Question

Please show the full solution and use integration

Determine the centre of mass of the region D enclosed by the surfaces x²+y²=1, z=0 andz=x+2 Consider using cylindrical coordinates.
Find using a triple integral, the volumeof the parallelepiped with vertices (0,0,0),(0,1,2), (0,2,1),(0,3,3),(2,1,1),(2,2,3),(2,3,2), and (2,4,4).

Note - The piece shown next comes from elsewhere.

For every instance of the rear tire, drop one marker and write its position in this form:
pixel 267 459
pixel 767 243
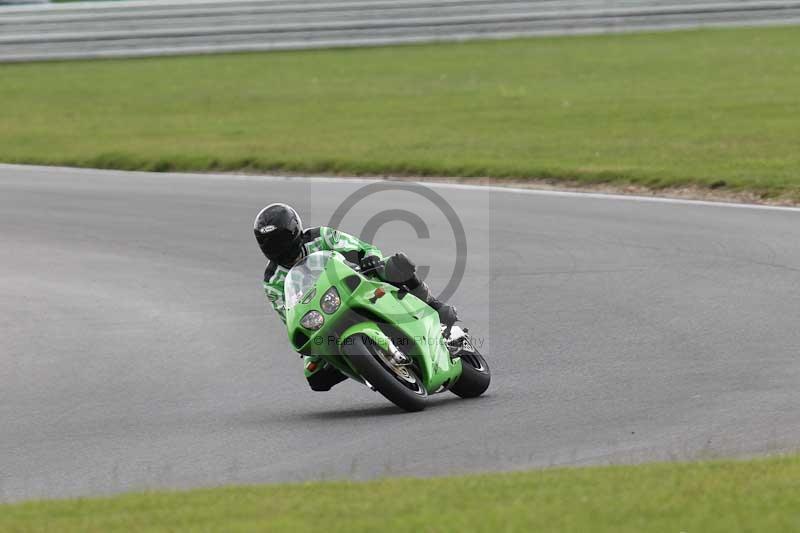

Hint: Use the substitutions u= −x−2y+4z,v=−x+4y−2z,w=x, or equivalently x=w,y=(u+2v+3w)/6, z=(2u+v+3w)/6. Don't forget the Jacobian.

Answer 1

To determine the center of mass of the region D enclosed by the surfaces x²+y²=1, z=0 and z=x+2, we can use cylindrical coordinates and calculate the triple integral of the density function over the region.

Step-by-step explanation:

To determine the center of mass of the region D enclosed by the surfaces x²+y²=1, z=0 and z=x+2, we can use cylindrical coordinates. The equation of the surface x²+y²=1 represents a circle in the xy-plane with radius 1. We can express this circle in cylindrical coordinates as r=1 and θ ranging from 0 to 2π.

To find the center of mass, we need to calculate the triple integral of the density function over the region D. In cylindrical coordinates, the density function can be written as ρ=f(r,θ,z)=kz, where k is a constant.